When London first picked up baseball, they had a rivalry with Guelph. At least 10,000 people would show up to the games featuring the London Tecumsehs and the Guelph Maple Leafs. However, you don’t see as many people fill up Labatt Memorial Park these days when the London Majors play.
“People are more into what they’re into on their own, and people don’t seem to gather,” says author and former London Free Press reporter Brian “Chip” Martin, “Now, young people might gather for rock concerts and that sort of thing, and older people might get together for the theater or the orchestra or something like that, but there’s more things that we can do.”
Martin thinks there would be higher attendance once London learns about the history behind it. As an author of Baseball Creation Myth and The Tecumsehs of The International Association, he wants to educate Canada about the origins and history of baseball. The author spoke at the London Public Library Central location about the London Tecumsehs, the first Major League Baseball Champions in Canada. He says that baseball came to Canada before hockey, and started in Beachville, Ontario.

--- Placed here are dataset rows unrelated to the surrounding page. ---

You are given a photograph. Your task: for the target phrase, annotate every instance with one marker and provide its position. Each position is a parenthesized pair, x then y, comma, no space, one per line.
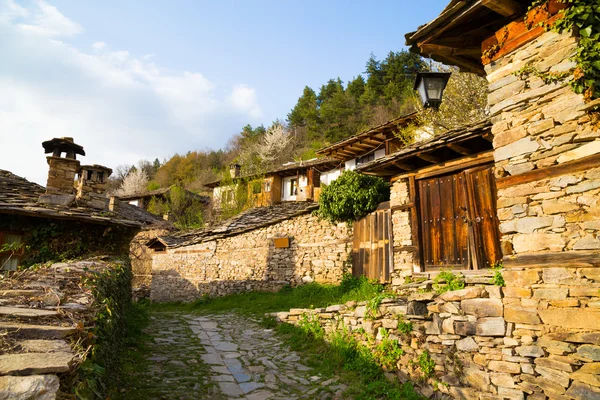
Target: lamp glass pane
(434,87)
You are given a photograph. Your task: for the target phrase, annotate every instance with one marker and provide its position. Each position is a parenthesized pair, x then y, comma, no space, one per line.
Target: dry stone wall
(539,122)
(402,233)
(318,251)
(527,340)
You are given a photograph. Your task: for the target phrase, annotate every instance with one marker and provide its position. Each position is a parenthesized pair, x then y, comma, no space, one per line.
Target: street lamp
(431,86)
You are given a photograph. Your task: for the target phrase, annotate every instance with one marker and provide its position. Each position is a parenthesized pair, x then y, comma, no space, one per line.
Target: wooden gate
(372,246)
(459,227)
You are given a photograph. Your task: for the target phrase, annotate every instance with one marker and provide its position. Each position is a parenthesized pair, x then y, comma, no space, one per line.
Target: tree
(352,196)
(135,182)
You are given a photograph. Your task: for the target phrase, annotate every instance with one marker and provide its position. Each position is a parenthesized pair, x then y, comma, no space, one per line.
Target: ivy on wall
(583,18)
(351,197)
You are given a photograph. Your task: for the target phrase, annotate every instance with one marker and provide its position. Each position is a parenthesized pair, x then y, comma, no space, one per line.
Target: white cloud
(119,106)
(244,99)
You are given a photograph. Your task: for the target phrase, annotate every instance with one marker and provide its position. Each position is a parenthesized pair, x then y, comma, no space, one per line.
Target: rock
(493,326)
(45,346)
(580,152)
(482,307)
(33,387)
(34,363)
(582,391)
(590,352)
(26,312)
(522,146)
(530,351)
(571,318)
(470,292)
(530,224)
(504,366)
(588,242)
(477,378)
(521,315)
(467,344)
(538,242)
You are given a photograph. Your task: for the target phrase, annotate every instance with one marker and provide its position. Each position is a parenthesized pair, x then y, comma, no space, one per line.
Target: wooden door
(459,227)
(444,227)
(372,245)
(481,188)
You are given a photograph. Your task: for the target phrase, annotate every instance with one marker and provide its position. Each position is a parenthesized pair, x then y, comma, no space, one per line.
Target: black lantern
(431,86)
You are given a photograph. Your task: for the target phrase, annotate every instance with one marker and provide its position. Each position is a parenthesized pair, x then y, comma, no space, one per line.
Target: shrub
(351,197)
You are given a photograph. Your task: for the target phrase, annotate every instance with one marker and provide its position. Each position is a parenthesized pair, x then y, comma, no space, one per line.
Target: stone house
(263,248)
(143,199)
(293,181)
(367,146)
(69,217)
(537,336)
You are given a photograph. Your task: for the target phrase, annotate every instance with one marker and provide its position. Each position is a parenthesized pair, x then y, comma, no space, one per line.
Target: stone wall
(318,251)
(525,340)
(402,232)
(539,125)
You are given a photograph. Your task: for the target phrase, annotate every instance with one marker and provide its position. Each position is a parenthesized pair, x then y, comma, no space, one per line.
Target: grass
(312,295)
(336,354)
(343,356)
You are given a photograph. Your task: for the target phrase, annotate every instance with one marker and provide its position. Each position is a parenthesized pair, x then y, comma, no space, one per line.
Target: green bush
(351,197)
(112,293)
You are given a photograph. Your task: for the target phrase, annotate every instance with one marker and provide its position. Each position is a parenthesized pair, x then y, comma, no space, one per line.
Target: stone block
(551,294)
(583,391)
(504,366)
(470,292)
(521,315)
(538,241)
(571,318)
(482,307)
(492,326)
(467,345)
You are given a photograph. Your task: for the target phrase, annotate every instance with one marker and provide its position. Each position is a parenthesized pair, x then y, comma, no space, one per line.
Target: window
(11,250)
(365,159)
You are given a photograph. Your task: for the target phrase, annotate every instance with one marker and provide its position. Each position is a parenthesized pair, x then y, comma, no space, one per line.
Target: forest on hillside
(320,117)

“I think in Canada, we fail to appreciate the fact that we are in the ground floor of baseball history. It’s not an American game, it’s a North American game,” he says, adding that there is a lot of baseball in Southwestern Ontario communities. “You can go through all these small towns like Bright, Glanworth, or Poplar Hill or some of these places, and they may be too small for an arena, or they don’t have an arena, but just about every one of these small communities in rural Southwestern Ontario has a ball diamond, and there’s a long history of people gathering at ball diamonds in our short Canadian summers, playing games against rival communities, having fun, bonding as a community, and baseball is much of part of our history as the Americans.